Like so many cop movies of its era, “The Seven-Ups” makes great hay from its grainy NYC locations, evident from moment one as Buddy Manucci (Roy Scheider) paces back and forth on a New York City sidewalk, always looking over his shoulder, as if waiting for someone or something. That sensation is furthered in how the camera switches between shots from street level and from up on high, like he’s being watched, and if you did not know going in that Buddy was a cop, loosely based on Scheider’s “French Connection” character, you’d be liable to confuse him for someone up to no good. That’s part of his undercover act, however, and it is soon revealed that he and his Seven-Ups plainclothes squad is busting a counterfeit ring, a sequence that director Philip D’Antoni plays less for suspense than roughhousing comedy, leaving you to think The Seven-Ups would smash the Crown Jewels to get the bad guy. You are hard pressed to tell the busted and those doing the busted apart, “The Seven-Ups” in capsule, where they are not so much in too deep, which suggests a breakdown in grasping right/wrong, as right-side up with a casually brazen disregard for institutional norms.

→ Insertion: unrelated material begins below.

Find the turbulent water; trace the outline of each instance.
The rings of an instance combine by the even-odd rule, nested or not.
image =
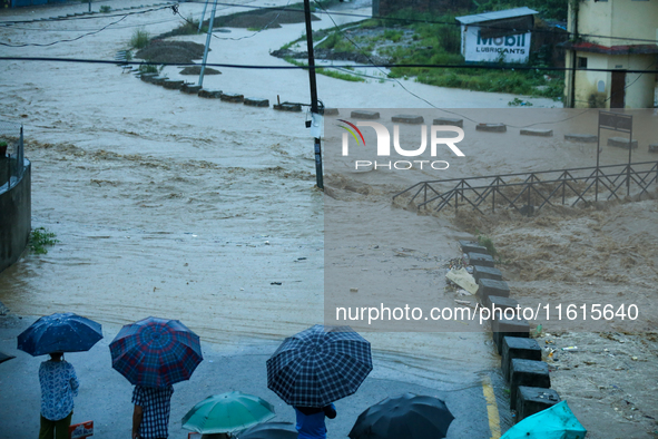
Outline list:
[[[108,4],[119,9],[131,2]],[[82,11],[76,8],[87,6],[10,10],[1,19]],[[183,16],[198,16],[203,4],[183,3],[180,9]],[[17,45],[47,43],[116,19],[28,22],[0,28],[0,38]],[[348,19],[336,17],[338,22]],[[145,27],[157,35],[179,21],[169,10],[130,16],[78,41],[2,47],[1,53],[111,59],[127,48],[135,29]],[[333,22],[326,16],[314,22],[315,28],[328,26]],[[208,61],[283,66],[268,51],[302,32],[303,25],[285,25],[257,35],[245,29],[218,33],[254,36],[213,39]],[[271,103],[277,97],[308,101],[307,74],[302,70],[220,70],[223,75],[205,78],[206,88]],[[281,339],[322,322],[324,195],[315,188],[313,140],[304,128],[304,114],[166,90],[114,65],[4,60],[0,71],[0,117],[24,124],[26,157],[32,163],[32,226],[43,226],[59,240],[48,254],[27,252],[0,275],[0,300],[13,312],[71,311],[105,323],[110,332],[148,315],[176,318],[218,349]],[[174,67],[165,72],[194,80]],[[412,81],[404,86],[445,108],[504,107],[512,99]],[[330,107],[426,106],[395,82],[318,77],[318,90]],[[556,105],[546,99],[534,104]],[[484,140],[479,145],[483,147]],[[560,166],[569,163],[570,153],[560,150]],[[580,155],[591,157],[590,153]],[[533,168],[553,155],[548,150],[530,162],[520,157],[518,164]],[[505,170],[513,170],[509,158],[483,150],[473,164],[491,168],[492,160],[507,160]],[[384,203],[382,208],[390,208]],[[445,224],[425,224],[433,226],[444,242],[458,236]],[[452,250],[456,252],[442,244],[436,266],[440,258],[453,256]],[[460,379],[445,378],[459,381],[494,365],[485,336],[479,333],[370,338],[385,364],[383,374],[389,369],[411,370],[435,379],[431,370],[441,360],[448,369],[464,372]]]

This thin line between cops and robbers and is given added weight through the movie’s central relationship between Buddy and his informant, Vito Lucio (Tony Lo Bianco). Buddy might be using Vito for information, but he strikes a friendly tone, not from circumstances but from truth, Scheider’s very air cultivating the sensation they go back a ways. This proves the movie’s only relationship of consequence, much more so than Buddy and his Seven Ups, with the cop counseling that he’ll do whatever he can for Vito’s sick wife. And this makes it all the more troubling when it turns Vito is running a kidnapping scheme of mob men behind Buddy’s back, feigning incredulity when Buddy asks about it, all of which comes home to roost when one of Buddy’s Seven Ups winds up dead and his bosses try yanking him off the case.
That’s standard cop movie stuff that eventually explodes into an iconic car chase scene easily rivaling its contemporaries like “French Connection” and “Bullitt.” Forgoing geographic logic, Buddy’s pursuing his partner’s two killers through the crowded streets of New York and then eventually onto a highway just outside the city manages to both leave you horror-struck by the disregard for civilian life, with not just the baddies but Buddy accelerating right through a gaggle of kids, and make you empathize with Buddy’s antagonists by virtue of constant close-ups of the villain in the passenger’s seat whose faces of nigh comical terror are so raw that you’re just going with your gut. And though you inherently know Buddy can’t perish at the end, when the end does come, involving a fork in the road and a tractor trailer, the crescendo is so explosive that your inherent sense of film cliché is nevertheless drowned out amid the terrifying shriek of metal.
The sequence puts Buddy firmly on the same unethical ground as “The French Connection’s” Popeye Doyle though overall “The Seven-Ups” proves less interested in stressing these dubious motivations. That’s partially a difference in the actors. If Hackman excelled at simmering rage and resentment, Scheider exudes more cool control. In an early scene where he overhears his commanding officer being reamed out for “The Seven-Ups’” methods, Scheider has Buddy lean against the wall while listening, patiently waiting for the reaming to end. There is little challenge to his worldview, which is why the conclusion amounts to little more than revenge rather than toppling the bad guys, with Buddy eventually turning his back on Vito, a sequence which, in its own way, is not as abrupt as the conclusion to the car chase though no less emotionally intense, as cold as that wind must be blowing in off the Harlem River.